Sunday, 6 November 2011
I havent written in this journal for months, infact its taken me about half an hour to find it !!!
I have struggled a lot this year with severe mood swings, debilitating depression and self harm episodes.
I have wondered why each and every year seems to get worse, why i take more anti depressents now than when i was first diagnosed. I ache more, am more tired and have more upset tummy's - it cant be right, cant just be my age and i dont believe anything physically is wrong with me either.
I dont know if i have found an answer but im definitaly back on my jouney, a path to spiritual and emotional healing. I have started focusing on eating healthier and loosing wieght, also 2 months ago i went back to reading the bible on a daily basis, from there i started praying more, then i started attending church with my daughter. I was desperate to have a talk with my "spiritual" friend and i wasnt disapointed.
Her first suggestion was to look inside and find my inner strength - give her a name and draw her out. I cant remember ever looking inside myself and it wasnt easy, but, when i did, i found a grumpy old woman taking up most of the space spouting lots of negative junk. And in a box in the corner there was my inner strength - Arianna, a winged young girl who was unable to be free. I spend so much time listening to the gumpy old woman i hadnt noticed it was all i heard.
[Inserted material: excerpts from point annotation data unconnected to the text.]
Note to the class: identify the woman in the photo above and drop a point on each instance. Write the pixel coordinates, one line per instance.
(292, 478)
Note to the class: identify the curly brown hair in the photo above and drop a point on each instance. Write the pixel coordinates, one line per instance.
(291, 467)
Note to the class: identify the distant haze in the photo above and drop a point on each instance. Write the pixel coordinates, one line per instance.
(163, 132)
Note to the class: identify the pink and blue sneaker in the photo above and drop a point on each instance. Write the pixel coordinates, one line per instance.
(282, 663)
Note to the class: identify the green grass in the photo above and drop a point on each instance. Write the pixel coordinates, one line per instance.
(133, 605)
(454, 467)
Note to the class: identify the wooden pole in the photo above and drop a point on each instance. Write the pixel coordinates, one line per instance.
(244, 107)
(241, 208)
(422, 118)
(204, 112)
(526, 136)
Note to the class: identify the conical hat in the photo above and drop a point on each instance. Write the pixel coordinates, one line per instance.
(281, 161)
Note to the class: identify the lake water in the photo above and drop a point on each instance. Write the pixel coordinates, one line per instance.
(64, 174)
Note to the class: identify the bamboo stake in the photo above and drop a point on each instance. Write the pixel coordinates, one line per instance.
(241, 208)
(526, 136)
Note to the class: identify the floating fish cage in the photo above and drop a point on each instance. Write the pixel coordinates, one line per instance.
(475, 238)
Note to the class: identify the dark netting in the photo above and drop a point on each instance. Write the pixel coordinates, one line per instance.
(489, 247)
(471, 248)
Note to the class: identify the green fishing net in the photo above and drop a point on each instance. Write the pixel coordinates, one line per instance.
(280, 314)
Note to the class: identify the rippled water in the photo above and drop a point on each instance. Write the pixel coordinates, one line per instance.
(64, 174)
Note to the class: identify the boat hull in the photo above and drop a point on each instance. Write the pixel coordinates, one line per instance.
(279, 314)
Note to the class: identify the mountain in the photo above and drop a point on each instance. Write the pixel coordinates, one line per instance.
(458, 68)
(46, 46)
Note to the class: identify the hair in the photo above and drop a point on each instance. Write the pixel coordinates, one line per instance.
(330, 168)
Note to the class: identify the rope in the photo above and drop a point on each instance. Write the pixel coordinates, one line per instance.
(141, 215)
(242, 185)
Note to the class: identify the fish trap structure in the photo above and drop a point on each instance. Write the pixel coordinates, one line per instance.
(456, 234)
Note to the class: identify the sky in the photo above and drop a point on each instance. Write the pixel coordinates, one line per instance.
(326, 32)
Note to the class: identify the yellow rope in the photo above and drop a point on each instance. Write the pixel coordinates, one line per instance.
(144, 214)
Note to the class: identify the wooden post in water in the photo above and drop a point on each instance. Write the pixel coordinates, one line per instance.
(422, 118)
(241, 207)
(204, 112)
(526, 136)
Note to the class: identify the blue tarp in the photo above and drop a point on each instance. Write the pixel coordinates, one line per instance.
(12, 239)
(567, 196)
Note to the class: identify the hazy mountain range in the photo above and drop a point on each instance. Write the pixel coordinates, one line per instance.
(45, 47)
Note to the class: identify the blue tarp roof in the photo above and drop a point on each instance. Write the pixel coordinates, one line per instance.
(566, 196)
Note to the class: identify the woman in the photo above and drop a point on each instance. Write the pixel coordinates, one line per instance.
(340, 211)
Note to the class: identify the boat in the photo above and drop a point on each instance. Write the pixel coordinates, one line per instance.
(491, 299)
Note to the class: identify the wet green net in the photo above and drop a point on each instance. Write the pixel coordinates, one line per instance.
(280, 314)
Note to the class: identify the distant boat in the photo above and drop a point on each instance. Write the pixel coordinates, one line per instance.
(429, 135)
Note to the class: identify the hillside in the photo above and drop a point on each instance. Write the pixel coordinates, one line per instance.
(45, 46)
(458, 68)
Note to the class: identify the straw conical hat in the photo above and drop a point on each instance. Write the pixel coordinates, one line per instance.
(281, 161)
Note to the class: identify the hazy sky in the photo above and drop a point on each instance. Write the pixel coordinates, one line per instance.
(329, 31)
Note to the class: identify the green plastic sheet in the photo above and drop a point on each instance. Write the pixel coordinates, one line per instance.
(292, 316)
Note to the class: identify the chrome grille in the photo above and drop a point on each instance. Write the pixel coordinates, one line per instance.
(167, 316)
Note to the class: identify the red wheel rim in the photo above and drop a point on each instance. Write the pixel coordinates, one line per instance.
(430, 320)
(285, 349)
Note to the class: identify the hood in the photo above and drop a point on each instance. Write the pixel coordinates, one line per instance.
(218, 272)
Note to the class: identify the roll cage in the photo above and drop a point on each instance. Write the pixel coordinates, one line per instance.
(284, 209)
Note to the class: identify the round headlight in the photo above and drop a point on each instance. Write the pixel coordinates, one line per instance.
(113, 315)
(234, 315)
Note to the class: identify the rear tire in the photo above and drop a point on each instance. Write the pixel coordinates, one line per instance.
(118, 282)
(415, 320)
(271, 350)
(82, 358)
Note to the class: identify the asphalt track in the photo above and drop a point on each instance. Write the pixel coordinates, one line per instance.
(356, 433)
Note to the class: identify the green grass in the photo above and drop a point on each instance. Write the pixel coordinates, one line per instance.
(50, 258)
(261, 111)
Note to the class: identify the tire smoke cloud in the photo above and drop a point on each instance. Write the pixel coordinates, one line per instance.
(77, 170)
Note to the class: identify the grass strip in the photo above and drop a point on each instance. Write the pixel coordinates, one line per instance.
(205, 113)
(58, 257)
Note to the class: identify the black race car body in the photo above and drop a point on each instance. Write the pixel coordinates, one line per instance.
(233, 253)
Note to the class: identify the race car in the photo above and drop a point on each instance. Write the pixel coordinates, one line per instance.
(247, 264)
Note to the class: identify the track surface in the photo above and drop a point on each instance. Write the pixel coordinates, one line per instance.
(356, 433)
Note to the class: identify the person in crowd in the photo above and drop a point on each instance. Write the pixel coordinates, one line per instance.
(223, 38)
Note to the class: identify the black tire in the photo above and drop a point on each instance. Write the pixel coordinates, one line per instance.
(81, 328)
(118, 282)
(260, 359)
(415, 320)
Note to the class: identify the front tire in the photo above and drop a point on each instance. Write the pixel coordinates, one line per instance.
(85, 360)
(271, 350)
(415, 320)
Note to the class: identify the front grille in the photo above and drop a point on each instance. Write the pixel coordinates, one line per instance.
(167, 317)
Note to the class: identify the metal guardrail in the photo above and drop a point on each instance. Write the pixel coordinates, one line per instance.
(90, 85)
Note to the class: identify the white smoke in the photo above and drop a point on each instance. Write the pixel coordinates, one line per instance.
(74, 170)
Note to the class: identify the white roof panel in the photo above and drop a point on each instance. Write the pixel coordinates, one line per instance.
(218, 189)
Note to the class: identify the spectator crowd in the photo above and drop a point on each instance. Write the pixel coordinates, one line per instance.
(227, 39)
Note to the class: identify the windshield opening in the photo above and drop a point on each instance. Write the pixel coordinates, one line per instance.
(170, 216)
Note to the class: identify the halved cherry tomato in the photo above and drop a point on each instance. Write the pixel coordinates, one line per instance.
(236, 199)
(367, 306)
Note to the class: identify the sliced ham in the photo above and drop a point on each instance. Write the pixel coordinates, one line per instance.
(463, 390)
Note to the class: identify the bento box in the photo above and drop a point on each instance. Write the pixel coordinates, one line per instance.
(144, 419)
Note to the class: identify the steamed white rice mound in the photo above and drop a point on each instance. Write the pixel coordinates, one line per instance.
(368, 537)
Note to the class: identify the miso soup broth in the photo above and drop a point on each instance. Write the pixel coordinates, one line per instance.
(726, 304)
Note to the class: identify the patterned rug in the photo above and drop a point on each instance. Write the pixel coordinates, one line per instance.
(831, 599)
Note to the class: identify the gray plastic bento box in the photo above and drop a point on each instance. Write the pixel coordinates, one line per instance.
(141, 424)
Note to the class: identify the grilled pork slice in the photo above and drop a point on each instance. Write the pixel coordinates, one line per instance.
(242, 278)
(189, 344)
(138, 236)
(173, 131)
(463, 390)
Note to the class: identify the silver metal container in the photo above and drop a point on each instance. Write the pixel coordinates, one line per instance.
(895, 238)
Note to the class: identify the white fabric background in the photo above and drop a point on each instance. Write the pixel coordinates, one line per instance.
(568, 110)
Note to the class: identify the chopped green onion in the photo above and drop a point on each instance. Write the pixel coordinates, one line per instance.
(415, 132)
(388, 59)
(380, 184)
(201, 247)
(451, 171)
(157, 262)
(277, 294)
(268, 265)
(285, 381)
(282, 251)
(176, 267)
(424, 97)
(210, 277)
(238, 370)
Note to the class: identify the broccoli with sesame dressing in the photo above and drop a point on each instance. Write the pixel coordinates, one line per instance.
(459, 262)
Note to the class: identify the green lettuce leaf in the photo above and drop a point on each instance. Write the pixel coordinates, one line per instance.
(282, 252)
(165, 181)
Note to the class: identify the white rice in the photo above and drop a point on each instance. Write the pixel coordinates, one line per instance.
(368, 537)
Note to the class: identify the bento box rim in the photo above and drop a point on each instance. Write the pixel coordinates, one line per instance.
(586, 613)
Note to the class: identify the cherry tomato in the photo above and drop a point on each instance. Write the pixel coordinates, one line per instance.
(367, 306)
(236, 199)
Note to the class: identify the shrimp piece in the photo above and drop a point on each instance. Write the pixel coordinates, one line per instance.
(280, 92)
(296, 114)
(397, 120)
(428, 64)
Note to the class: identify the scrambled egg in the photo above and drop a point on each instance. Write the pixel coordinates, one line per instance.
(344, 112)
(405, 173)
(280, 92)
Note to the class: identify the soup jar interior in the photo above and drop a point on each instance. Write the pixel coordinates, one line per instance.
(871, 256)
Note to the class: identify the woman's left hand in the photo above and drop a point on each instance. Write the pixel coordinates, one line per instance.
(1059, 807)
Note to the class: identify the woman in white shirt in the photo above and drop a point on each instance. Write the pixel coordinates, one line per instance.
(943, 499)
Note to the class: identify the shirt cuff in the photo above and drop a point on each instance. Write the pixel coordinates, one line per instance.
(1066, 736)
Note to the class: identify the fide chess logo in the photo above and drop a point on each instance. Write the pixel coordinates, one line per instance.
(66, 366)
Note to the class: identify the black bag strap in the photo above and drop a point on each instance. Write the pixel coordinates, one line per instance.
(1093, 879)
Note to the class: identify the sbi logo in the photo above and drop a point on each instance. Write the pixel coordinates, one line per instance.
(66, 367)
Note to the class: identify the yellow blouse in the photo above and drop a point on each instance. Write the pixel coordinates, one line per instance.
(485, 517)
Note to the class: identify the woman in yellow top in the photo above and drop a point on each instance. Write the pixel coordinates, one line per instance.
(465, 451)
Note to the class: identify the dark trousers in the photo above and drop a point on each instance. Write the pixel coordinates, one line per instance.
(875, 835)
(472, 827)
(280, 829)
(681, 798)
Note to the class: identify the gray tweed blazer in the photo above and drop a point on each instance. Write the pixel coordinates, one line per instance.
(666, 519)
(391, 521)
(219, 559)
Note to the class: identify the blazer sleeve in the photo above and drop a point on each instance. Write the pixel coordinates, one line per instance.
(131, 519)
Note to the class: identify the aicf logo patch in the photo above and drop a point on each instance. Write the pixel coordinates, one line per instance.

She had taken up residence within me - taking presidence over anything else.
I think if i could just shut her up and let Arianna out of her box i would find myself more positive, more hopeful and maybe even more healthy in some way.
I have started investigating another bit of the journey but for now i just want to concentrate on pushing the nag into the corner and trying to set free my inner strength - i feel it may be a first step back on to my journey to enlightenment and freedom.
As a by line, i just looked the name Arianna up and its Italian meaning is "very holy" - wow, its a sign i think.